Abstract
Multi-agent systems (MASs) have emerged as the most natural intrinsic paradigm for modelling complex systems, such as supply chains (SCs). However, their development process remains quite involved and extremely time consuming, hindering wide-spread adoption in industrial-strength applications. A software agent-component based framework is proposed to simplify and speedup multi-agent (MA) modelling and simulation for SC applications. With the help of pre-developed libraries of reusable components—organizational agents (OAs), SC agents (SCAs), behaviour and policy objects; the framework allows model developers to quickly configure a MAS to simulate SC dynamics and study control and coordination issues. Being generic, flexible, and scalable; it supports development of either pseudo-centralized models by a single model developer, or distributed models by either a single or group of enterprises constituting a SC. The framework is unique; based on requirements it allows for representing different segments of SC network at either aggregated or detailed levels resulting in models of hybrid resolution. It facilitates studies involving intra- and inter-organizational dynamics (either independently or collectively), considering information asymmetry explicitly. The framework is validated through MA-simulation of Tamagotchi SC. Its results are presented, and the research extensions outlined.
Additional information
Notes on contributors
R. Govindu
Ramakrishna Govindu works as a Management Consultant in Chicago. He received his B.S. degree in Mechanical with specialization in Production Engineering from Osmania University (India), M.S. degree in Quality, Reliability and Operations Research from Indian Statistical Institute (ISI), and Ph.D. degree in Industrial Engineering from Wayne State University. As a management consultant he executed numerous projects relating to Business Reengineering, Operations Research and IT applications, and Productivity/Process/Quality Improvement; in a wide-range of industries in the United States and in India. During his doctoral studies, as research and teaching assistant in the Ford and Visteon Engineering Management Masters Program (EMMP), he rendered analytical and modelling help for leadership projects.
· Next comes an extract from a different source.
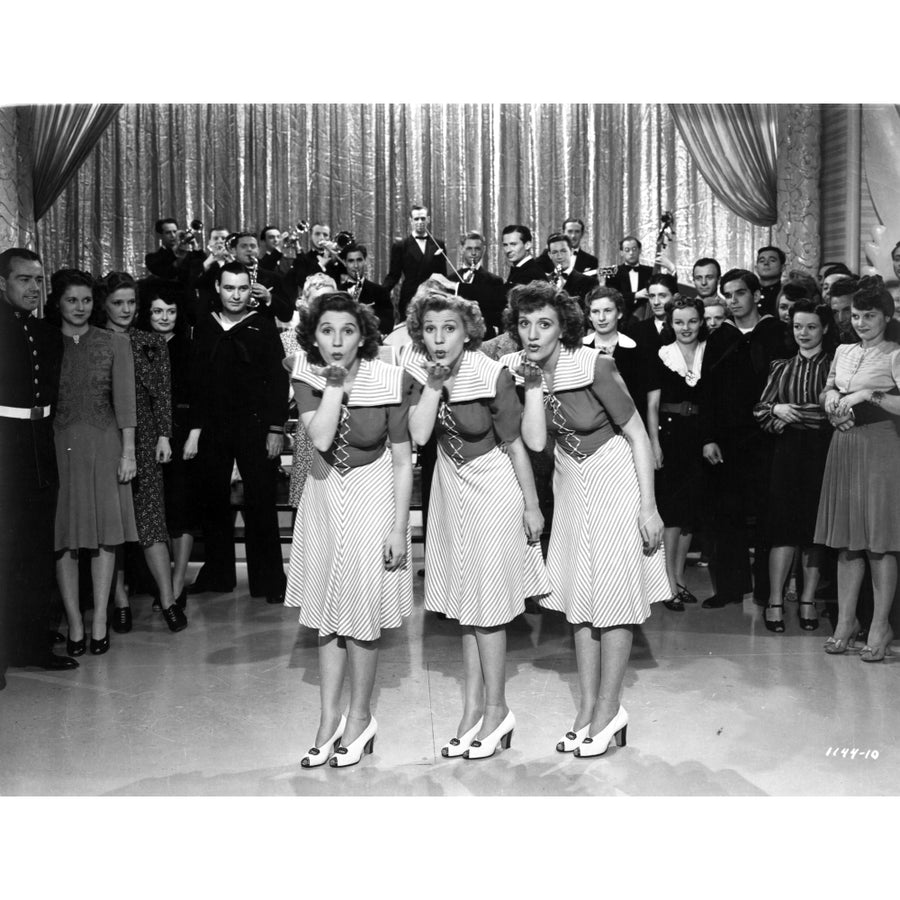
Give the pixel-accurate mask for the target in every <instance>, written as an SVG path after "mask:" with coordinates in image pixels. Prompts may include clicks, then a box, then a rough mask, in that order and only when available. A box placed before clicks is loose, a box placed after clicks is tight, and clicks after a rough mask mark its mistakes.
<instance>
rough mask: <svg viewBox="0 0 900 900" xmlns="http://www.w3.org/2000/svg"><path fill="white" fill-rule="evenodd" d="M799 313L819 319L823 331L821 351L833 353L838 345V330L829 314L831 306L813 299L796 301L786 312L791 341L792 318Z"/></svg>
mask: <svg viewBox="0 0 900 900" xmlns="http://www.w3.org/2000/svg"><path fill="white" fill-rule="evenodd" d="M801 312H805V313H810V314H811V315H814V316H818V317H819V321H820V322H821V323H822V327H823V328H824V329H825V335H824V336H823V338H822V349H823V350H825V351H826V352H828V353H834V348H835V347H836V346H837V345H838V341H839V336H838V328H837V326H836V325H835V324H834V316H833V315H832V313H831V306H829V304H827V303H822V302H821V301H820V300H816V299H813V298H802V299H800V300H797V301H796V302H795V303H794V305H793V306H792V307H791V308H790V311H789V312H788V323H789V324H790V326H791V340H793V331H794V316H796V315H797V313H801ZM794 347H795V348H796V343H795V344H794Z"/></svg>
He also teaches several undergraduate and graduate courses regularly. He has research interests in modelling and decision support for supply chain and enterprise system applications using traditional O.R. based approaches, multi-agent systems, and information technology driven solutions. He is a member of INFORMS, IEEE, IIE, SIAM, and ASQ.
R.B. Chinnam
Ratna Babu Chinnam is an associate professor with the Department of Industrial and Manufacturing Engineering at Wayne State University. He received his B.S. degree in Mechanical Engineering from Mangalore University (India) and his M.S. and Ph.D. degrees in Industrial Engineering from Texas Tech. He authored over 50 technical publications in the areas of smart engineering systems, intelligent manufacturing, autonomous diagnostics and prognostics, advanced quality and reliability engineering, operations management, supply chain management, and computational intelligence. His publications appeared in IEEE Transactions on Reliability Engineering,Semiconductor Manufacturing, Neural Networks; and International Journal of Production Research. He regularly serves on conference planning committees for IJCNN, ANNIE, and IASTED’s NIC. He conducts extensive collaborative research with Ford and DaimlerChrysler. He received research funding from the NSF; and consulted for such companies as Energy Conversion Devices and Tecton. He is a member of Alpha Pi Mu, INFORMS, International Neural Network Society, and the North American Manufacturing Research Institute.